Hydrological model calibration over the historical period

1 Load necessary libraries

library(airGR)
library(lubridate)

2 Load preprocessed observational data

As described in the database section, preprocessed datasets can be efficiently reloaded using the readRDS() function. In the code chunk below, we reload the historical hydro-climatic dataset that was previously prepared and exported. This dataset serves as the input for the calibration of the hydrological models in the subsequent steps.

hist_obs = readRDS("output_preprocessed/processed_obsdata_lez.rds")
str(hist_obs)

'data.frame':   10592 obs. of  5 variables:
 $ Date: Date, format: "1977-01-01" "1977-01-02" ...
 $ P   : num  2.85 0 0 1.7 6.4 5.95 0 0 0 0 ...
 $ T   : num  6.84 4.6 3.34 2.95 3.98 ...
 $ PET : num  0.75 0.9 1.55 2.25 1 0.7 1.75 2.1 1.2 0.6 ...
 $ Q   : num  14.56 11.65 7.77 5.82 4.85 ...

3 Calibration of the GR4J model

The GR4J (Génie Rural à 4 paramètres Journalier) model is a parsimonious, lumped conceptual rainfall-runoff model widely used in hydrological studies. It represents catchment processes through a production (soil moisture) reservoir, which controls the transformation of precipitation into effective rainfall by accounting for evapotranspiration and soil water storage, and a routing reservoir, which simulates the delayed transfer of water to the outlet (Figure 1). As the name suggests, the model is governed by four parameters: the capacity of the production reservoir (x_1), the groundwater exchange coefficient (x_2), the routing reservoir capacity (x_3), and the time base of the unit hydrograph (x_4). For a detailed description of the model structure and parameterization, readers are referred to Perrin et al. (2003).

Schematic structure of the daily GR4J model — Figure 1: Schematic structure of the **GR4J rainfall-runoff model** (Perrin et al., 2003). P denotes rainfall (mm), E is potential evapotranspiration (mm), S represents the level of the production reservoir (mm), R the level of the routing reservoir (mm), and Q the simulated streamflow (mm). UH refers to the unit hydrograph, and F(X₂) to the groundwater exchange function.

To optimize the four parameters of the GR4J model (x_1, x_2, x_3, x_4), we use the Michel calibration algorithm, integrated within the airGR R package (Coron et al., 2017). The Michel algorithm is a gradient-free and iterative local search method which begins by exploring the parameter space using a coarse, predefined grid to identify the most promising region of “good” parameter sets.
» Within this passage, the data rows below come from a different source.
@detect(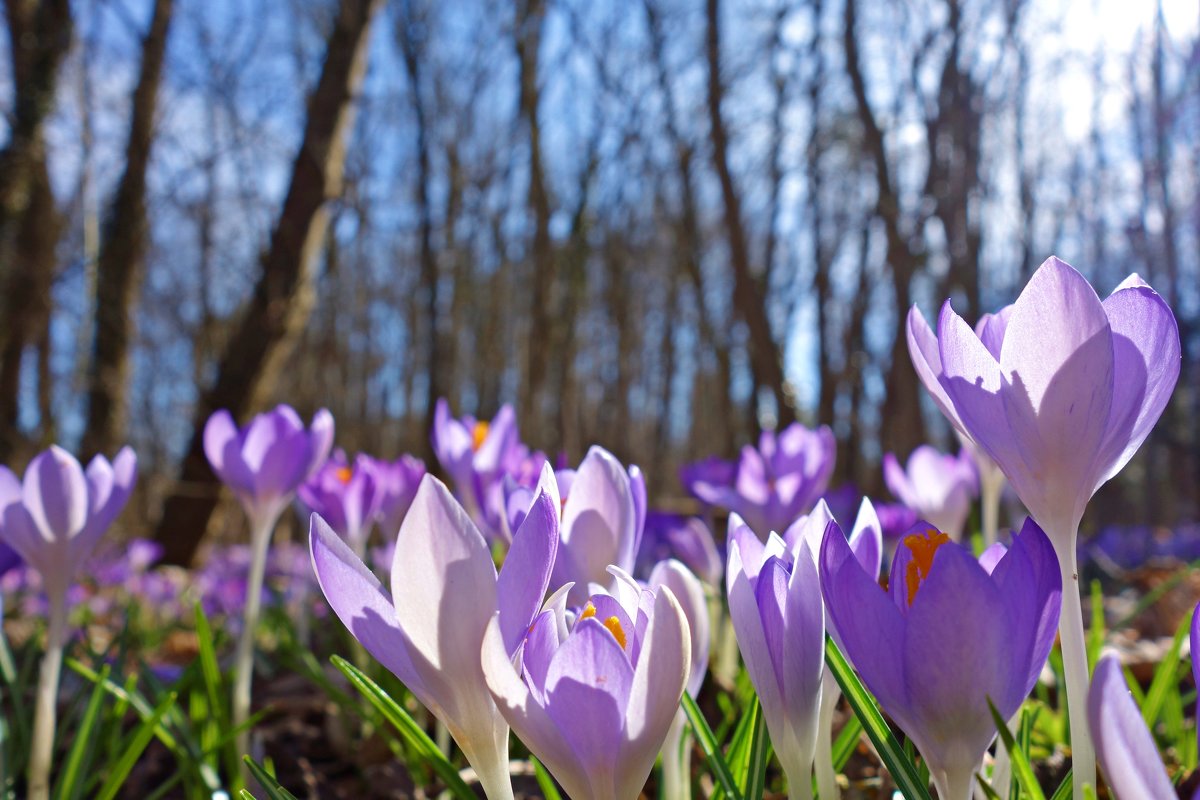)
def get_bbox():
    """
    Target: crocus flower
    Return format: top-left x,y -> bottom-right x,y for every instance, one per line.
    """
635,512 -> 722,587
727,518 -> 826,799
907,256 -> 1180,794
0,445 -> 136,800
1088,654 -> 1174,799
298,451 -> 380,556
204,404 -> 333,763
821,517 -> 1061,800
683,422 -> 836,539
0,540 -> 17,578
481,572 -> 691,800
312,469 -> 561,800
432,398 -> 527,537
368,453 -> 426,537
883,446 -> 978,540
204,405 -> 334,526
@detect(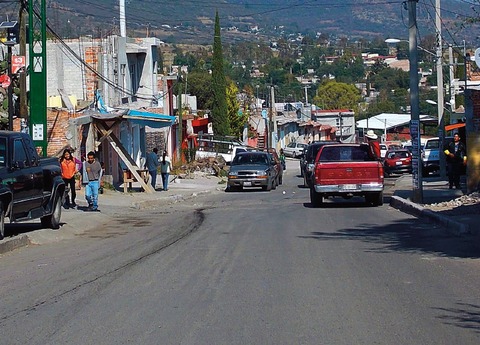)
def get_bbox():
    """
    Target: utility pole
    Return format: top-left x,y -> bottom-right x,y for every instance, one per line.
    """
448,45 -> 456,112
29,0 -> 47,156
176,83 -> 182,163
269,85 -> 276,149
436,0 -> 446,180
408,0 -> 423,203
120,0 -> 126,37
304,85 -> 311,105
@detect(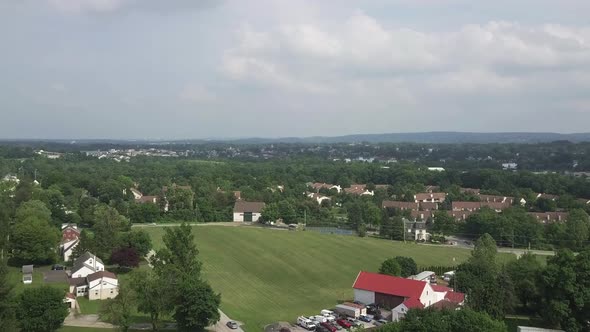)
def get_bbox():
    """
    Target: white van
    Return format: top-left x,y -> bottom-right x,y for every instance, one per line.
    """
297,316 -> 316,330
311,315 -> 327,323
320,310 -> 336,322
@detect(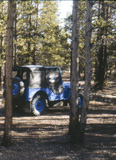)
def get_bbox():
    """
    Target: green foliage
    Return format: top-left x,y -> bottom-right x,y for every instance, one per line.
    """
0,1 -> 71,70
64,1 -> 87,74
64,1 -> 116,83
92,1 -> 116,89
1,1 -> 116,75
0,1 -> 7,66
36,1 -> 70,69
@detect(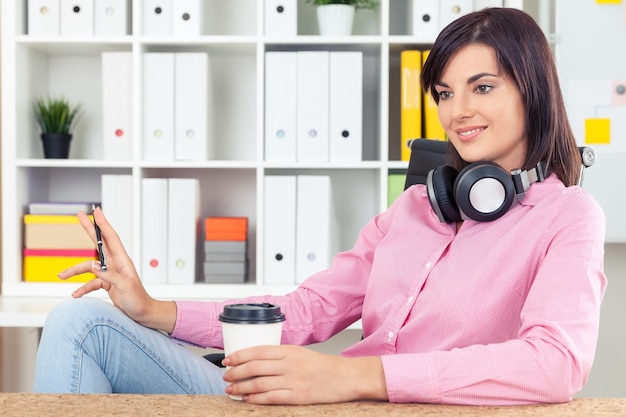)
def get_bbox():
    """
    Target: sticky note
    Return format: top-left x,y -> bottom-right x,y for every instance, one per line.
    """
585,118 -> 611,144
613,81 -> 626,106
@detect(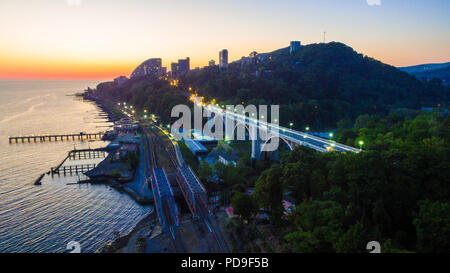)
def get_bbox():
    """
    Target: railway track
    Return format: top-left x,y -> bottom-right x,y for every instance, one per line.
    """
144,126 -> 186,253
146,123 -> 230,253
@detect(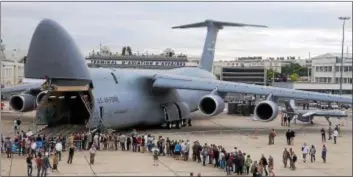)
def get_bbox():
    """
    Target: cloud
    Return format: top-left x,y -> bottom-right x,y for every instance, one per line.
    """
1,1 -> 352,60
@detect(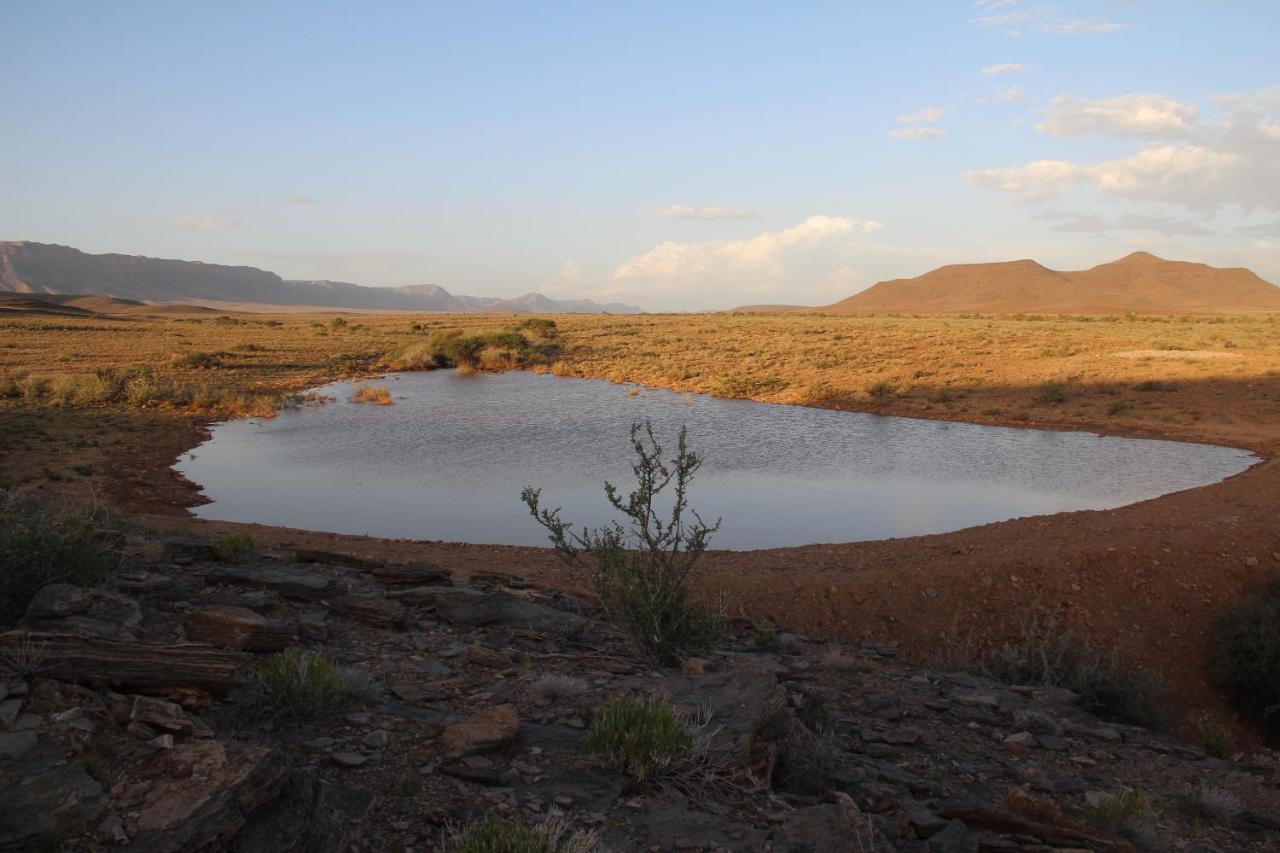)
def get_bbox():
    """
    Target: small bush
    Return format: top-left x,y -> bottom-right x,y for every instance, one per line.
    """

From the best starting point found in the grid, it performs an iterative local search, adjusting the parameters in directions that maximize an objective function, which measures the goodness-of-fit between observed and simulated discharge. Here we use the the Kling-Gupta Efficiency (KGE; @GUPTA200980) as objective function.

Mathematics of the KGE

The KGE is a decomposition of the Nash-Sutcliffe Efficiency (NSE; @NASH1970282) designed to provide a more balanced assessment of model performance. Unlike the NSE, which can disproportionately emphasize high flows, the KGE jointly accounts for correlation (r), bias (\beta), and variability (\alpha). KGE values range from -∞ to 1, with 1 indicating perfect agreement with observations.
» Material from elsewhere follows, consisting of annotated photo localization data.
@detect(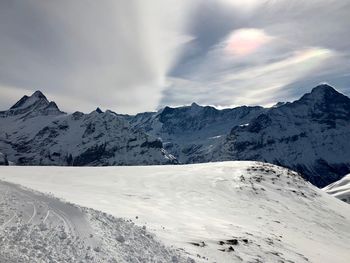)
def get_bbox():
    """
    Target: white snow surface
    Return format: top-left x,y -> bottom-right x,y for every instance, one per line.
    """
0,180 -> 191,262
324,174 -> 350,204
1,161 -> 350,262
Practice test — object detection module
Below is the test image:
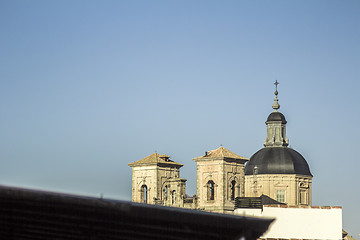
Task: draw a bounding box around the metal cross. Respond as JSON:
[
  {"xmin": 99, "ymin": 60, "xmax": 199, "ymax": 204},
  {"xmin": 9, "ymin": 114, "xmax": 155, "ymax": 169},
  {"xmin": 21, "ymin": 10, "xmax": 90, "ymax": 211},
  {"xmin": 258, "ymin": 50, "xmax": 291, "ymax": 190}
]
[{"xmin": 274, "ymin": 80, "xmax": 279, "ymax": 91}]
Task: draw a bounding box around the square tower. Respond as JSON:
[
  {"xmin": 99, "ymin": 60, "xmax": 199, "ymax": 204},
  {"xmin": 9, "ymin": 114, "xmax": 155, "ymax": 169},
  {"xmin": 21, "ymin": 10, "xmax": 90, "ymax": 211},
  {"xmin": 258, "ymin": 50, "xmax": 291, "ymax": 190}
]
[
  {"xmin": 128, "ymin": 153, "xmax": 186, "ymax": 207},
  {"xmin": 193, "ymin": 146, "xmax": 248, "ymax": 214}
]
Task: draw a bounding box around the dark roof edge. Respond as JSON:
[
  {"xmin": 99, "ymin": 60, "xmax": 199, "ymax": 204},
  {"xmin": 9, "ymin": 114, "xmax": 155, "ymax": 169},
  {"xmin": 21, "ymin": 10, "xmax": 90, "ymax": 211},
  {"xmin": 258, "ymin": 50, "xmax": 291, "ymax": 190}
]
[{"xmin": 0, "ymin": 184, "xmax": 273, "ymax": 239}]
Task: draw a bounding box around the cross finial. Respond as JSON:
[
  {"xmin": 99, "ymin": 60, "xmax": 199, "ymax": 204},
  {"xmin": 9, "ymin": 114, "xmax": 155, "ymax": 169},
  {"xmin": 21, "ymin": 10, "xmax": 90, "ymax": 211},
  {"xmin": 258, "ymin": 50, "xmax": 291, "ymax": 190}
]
[
  {"xmin": 274, "ymin": 80, "xmax": 279, "ymax": 91},
  {"xmin": 272, "ymin": 80, "xmax": 280, "ymax": 111}
]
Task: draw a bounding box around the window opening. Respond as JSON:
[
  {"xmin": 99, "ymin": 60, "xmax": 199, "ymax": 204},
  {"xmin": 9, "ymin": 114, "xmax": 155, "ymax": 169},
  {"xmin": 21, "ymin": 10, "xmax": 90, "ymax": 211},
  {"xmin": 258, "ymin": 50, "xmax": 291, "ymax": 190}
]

\text{KGE} = 1 - \sqrt{(r-1)^2 + (\alpha-1)^2 + (\beta-1)^2}

where:

r is the linear correlation between simulated and observed discharge,
\alpha = \frac{\sigma_s}{\sigma_o} is the ratio of the standard deviations of simulated (\sigma_s) and observed (\sigma_o) series,
\beta = \frac{\mu_s}{\mu_o} is the ratio of the mean simulated (\mu_s) and observed (\mu_o) discharge.

The steps described above are adapted from the airGR website, which provides a comprehensive overview of the package, detailed descriptions of its functions, and practical tutorials to help users get started with hydrological modeling in R.

Preparing inputs for airGR Models

To run a hydrological model using the airGR package, the functions require input data and options in specific formats. To simplify this process, the package provides dedicated functions:

CreateInputsModel() – sets up the model inputs such as time series of dates, precipitation, and observed discharge.
CreateRunOptions() – defines model run settings, including warm-up and calibration periods.
CreateInputsCrit() – specifies the efficiency criterion and any transformations of the discharge (e.g., log or square root).
CreateCalibOptions() – configures the calibration algorithm, including which parameters to optimize and predefined values for fixed parameters.

These helper functions ensure that all required inputs are correctly structured for a smooth and error-free model execution.

We first convert the Date column in the POSIXt format required by the airGR ecosystem.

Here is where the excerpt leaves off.